This coming Friday we meet with a divorce mediator. I am really happy to finally be moving on with this next phase of my life, but I am still really saddened that it came to this.
We have had our share of troubles, we have both brought up divorce more than once in all these years. I honestly wish I knew why we never went through with it before, and I honestly wish I knew why this time it is real.
I know people want to blame Allison, and that is unbelievably unfair to her and to me. The truth is, both of us have been unhappy, both of us have been putting up with a situation that we didn't want to be part of. This time it was her who decided to end it, and I thank her for having the courage to make that choice that I was too afraid to make, so many times.
Early 2010, Allison decided to go see a therapist. She had been noticeably unhappy for a while, and found a "life coach" kind of therapist. It seems to me that he helped her realize that she did not want to be married to me anymore. Like so many things here, all I can say is what it appeared to me, I am not saying that this is the factual account of things, just my perception of the situation.

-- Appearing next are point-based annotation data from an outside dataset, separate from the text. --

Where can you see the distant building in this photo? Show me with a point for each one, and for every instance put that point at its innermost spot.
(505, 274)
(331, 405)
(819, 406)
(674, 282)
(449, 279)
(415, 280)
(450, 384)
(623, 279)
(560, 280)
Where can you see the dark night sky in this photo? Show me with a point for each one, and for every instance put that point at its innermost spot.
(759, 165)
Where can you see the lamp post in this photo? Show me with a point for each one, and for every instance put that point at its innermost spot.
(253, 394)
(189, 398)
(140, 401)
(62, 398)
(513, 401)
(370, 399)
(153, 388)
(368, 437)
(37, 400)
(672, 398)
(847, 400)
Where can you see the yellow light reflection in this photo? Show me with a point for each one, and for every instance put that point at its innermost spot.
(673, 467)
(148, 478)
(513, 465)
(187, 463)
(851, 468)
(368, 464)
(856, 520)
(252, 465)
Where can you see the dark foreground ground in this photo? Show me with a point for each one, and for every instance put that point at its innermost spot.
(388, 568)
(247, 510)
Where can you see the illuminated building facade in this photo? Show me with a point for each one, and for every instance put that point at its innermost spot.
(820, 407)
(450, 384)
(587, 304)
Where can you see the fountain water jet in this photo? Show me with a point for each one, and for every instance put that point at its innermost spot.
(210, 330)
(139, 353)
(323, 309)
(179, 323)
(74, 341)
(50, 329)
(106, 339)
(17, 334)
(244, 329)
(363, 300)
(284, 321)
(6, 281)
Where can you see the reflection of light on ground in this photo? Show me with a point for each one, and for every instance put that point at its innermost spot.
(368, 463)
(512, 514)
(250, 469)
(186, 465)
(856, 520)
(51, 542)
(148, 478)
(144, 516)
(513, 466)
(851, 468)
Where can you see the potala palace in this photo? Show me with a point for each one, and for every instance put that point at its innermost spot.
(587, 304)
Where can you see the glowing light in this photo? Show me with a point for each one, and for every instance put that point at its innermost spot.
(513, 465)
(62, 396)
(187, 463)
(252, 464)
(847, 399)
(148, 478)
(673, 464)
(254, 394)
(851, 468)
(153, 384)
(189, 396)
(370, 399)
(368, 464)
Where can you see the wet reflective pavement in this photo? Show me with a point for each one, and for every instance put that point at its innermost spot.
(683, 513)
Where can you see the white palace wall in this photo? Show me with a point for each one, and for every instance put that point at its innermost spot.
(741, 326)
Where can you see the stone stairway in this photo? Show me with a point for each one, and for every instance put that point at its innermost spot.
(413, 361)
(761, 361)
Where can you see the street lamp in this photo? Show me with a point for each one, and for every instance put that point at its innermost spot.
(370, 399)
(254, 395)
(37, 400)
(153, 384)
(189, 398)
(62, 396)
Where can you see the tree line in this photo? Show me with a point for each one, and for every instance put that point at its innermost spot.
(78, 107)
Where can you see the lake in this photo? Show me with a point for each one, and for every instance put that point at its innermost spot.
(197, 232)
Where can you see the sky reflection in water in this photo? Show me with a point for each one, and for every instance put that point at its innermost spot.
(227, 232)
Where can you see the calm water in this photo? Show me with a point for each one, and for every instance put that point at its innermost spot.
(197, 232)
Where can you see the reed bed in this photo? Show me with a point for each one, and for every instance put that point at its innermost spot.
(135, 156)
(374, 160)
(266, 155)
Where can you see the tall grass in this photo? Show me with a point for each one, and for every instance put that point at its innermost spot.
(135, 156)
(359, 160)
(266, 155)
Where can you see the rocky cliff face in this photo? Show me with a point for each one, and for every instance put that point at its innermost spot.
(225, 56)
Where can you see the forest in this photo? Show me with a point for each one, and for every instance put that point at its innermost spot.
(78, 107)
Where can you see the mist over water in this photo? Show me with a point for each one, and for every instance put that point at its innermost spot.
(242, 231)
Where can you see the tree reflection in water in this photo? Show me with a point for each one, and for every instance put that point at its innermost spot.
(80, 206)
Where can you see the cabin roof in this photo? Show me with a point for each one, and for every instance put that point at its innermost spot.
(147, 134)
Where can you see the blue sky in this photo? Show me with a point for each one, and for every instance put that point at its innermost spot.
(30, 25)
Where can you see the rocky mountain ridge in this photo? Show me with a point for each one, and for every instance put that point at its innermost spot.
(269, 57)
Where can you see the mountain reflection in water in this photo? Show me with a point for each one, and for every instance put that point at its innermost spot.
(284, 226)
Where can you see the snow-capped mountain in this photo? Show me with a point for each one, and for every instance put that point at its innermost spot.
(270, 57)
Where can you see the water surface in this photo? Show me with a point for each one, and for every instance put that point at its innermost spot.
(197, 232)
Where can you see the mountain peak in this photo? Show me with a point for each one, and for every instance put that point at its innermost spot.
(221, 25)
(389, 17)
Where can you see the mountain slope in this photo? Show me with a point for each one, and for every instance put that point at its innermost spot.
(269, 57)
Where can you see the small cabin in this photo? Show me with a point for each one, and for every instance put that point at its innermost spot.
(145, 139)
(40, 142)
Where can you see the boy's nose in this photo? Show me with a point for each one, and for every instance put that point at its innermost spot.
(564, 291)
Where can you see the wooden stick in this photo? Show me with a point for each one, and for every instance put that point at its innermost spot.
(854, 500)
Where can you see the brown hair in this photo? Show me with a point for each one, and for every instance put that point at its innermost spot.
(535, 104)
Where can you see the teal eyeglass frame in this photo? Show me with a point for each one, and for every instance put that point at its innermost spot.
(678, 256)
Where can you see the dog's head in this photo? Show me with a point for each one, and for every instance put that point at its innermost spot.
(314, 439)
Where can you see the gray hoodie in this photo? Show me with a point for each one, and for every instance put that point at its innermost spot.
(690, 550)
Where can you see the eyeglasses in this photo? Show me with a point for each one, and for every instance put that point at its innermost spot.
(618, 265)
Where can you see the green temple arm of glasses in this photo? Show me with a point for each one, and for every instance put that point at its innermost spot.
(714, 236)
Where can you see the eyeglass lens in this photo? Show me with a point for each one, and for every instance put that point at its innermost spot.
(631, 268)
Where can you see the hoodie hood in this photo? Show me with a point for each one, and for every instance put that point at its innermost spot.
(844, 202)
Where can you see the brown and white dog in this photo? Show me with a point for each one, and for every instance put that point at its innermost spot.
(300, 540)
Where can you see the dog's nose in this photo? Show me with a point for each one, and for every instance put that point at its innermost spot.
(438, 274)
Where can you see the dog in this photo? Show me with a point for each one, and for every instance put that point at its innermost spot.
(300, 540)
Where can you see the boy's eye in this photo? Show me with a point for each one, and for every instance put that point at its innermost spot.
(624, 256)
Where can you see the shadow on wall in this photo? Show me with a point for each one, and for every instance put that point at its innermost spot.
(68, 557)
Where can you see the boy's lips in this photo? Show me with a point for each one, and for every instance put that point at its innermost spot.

It was around the time of the census starting that Allison told me that she wanted a divorce. Unlike the last time one of us brought it up, I told her that I agree. She seemed surprised that I would not argue, but I knew that she wasn't happy, and neither was I, so why fight it? She told me that she didn't have a timeline planned yet, but her hope was that once she started working for the Census, she could put aside some money, and she would move out, letting me keep the kids and house. She knows that I like my life: working, spending time with the kids, basic boring American dream, and I think she wanted some excitement. She felt really fulfilled when she went to Houston to help after the hurricane tore the town down, and while she was a full-time mom, that kind of adventure was too hard to justify. So we agreed to continue on the path we had long been on, living as roommates.
When she started real census work, she made fast friends with a bunch of co-workers, and seemed really alive for the first time in a while. I had a dash of a concern that one of her co-workers and her were getting very close, but between our discussion of divorce, and her happiness, I didn't fixate on it much. It turns out that they are very close, but still only friends. Being friends with him makes her happier than I have, maybe ever. Sadly, the perception a lot of people have is that he is the cause of all of this, but it isn't the truth.
That isn't to say that it didn't hurt. Really badly. Her wanting to leave in the unspecified future was very different from her being so much closer to someone else right now. It was a personal hell for me, and on top of my work situation, it was so damn hard to deal with. The worst part was that I was trying to be supportive of her, but kept messing up, getting her outright angry at me. All of this made me realize that as unhappy as we both were, for so long, I still love her, and will miss her dearly.
The hardest part of all was putting on a good front for people who didn't know anything was going on. I had told some of my family, but the kids and her whole side of the family was in the dark. When we told them all (after the kid's last day of school) I felt so much better. It was such a relief to be able to talk about everything without worrying about rumors getting to people before they could be told. The timing wasn't great for Allison, because of the perception of the "other man", I have been trying to dispel that as the cause ever since.
Now I have a couple of women's phone numbers, nothing is actually going on yet, but I feel ready to date. Allison is much happier, and might even have a place to live (that isn't with her soon-to-be ex-husband), so we, including the kids, can adjust to this new life before school starts up in the fall.